100年以上の長期記憶が可能なSSD技術、中央大が開発 | RBB TODAY

100年以上の長期記憶が可能なSSD技術、中央大が開発

エンタープライズ ハードウェア

nLC技術におけるデータの配置イメージ
  • nLC技術におけるデータの配置イメージ
  • SSDの信頼性(予測数値)
  • 実験データからの100年後の不良率(BER)の予測
 中央大学(理工学部 竹内健教授)は13日、ソリッド・ステート・ドライブ(SSD)のエラーを80%低減する技術を開発したことを発表した。SSDによる100年以上の長期データ記憶が可能になるという。

 フラッシュメモリは、HDDや光ディスクなどの記憶媒体と比べて、高速・低電力という利点があるが、メモリセルに蓄えた電子がリークすることで記憶したデータが失われ、エラーが発生するという問題があった。
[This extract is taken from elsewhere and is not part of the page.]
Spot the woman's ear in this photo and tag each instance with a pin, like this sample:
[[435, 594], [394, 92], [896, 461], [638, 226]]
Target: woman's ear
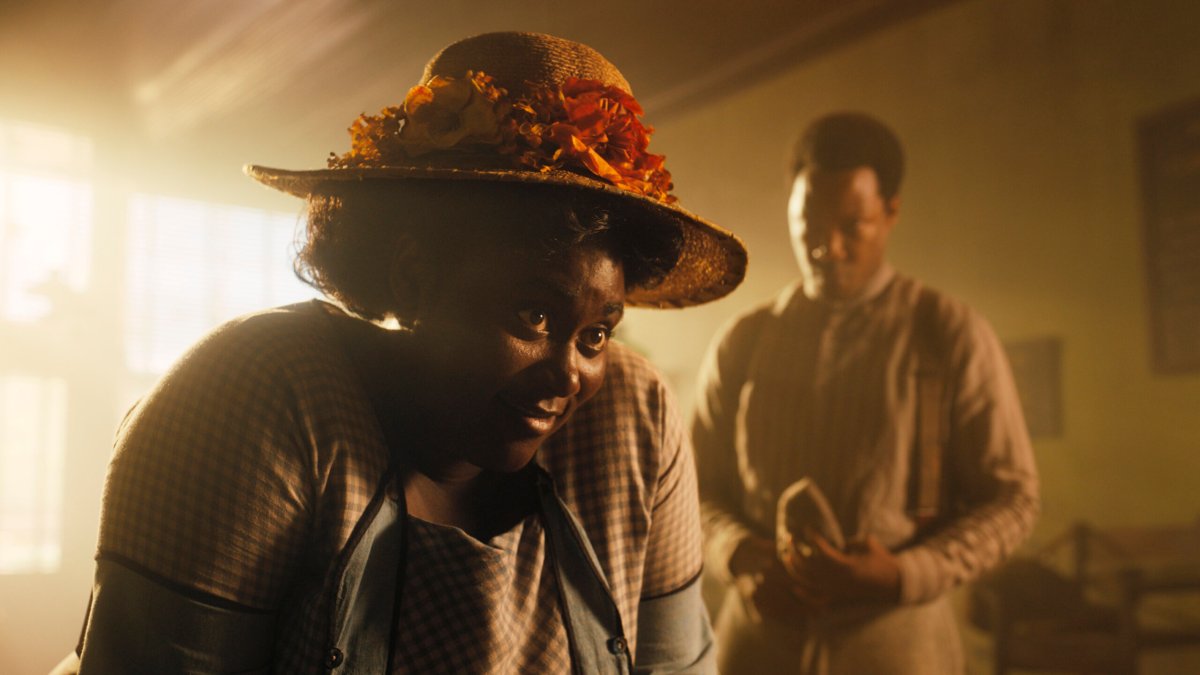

今回竹内教授らは、メモリセルに記憶する状態の数を最適な値に設定することで、長期保存を可能にする新技術を提案している。

 1つのメモリセルに3ビット記憶する大容量フラッシュメモリに対して、7個の状態を効率的に使用する「nLCセル方式」により、大容量と高い信頼性を両立した(実験では約1年の実測結果から、100年後、1000年後のメモリの不良率を予測)。

 また、データを頻繁に書き換える応用製品に対しても、適応制御型の信号変調方法を提案し、メモリのエラーを50%削減できたとしている。

 これらの技術によりSSDはスマートフォンやPCのみならず企業向けサーバ、クラウドデータセンターや100年、1000年といった長期にデータを保存するデジタルアーカイブなど幅広い分野への応用が期待されるとのこと。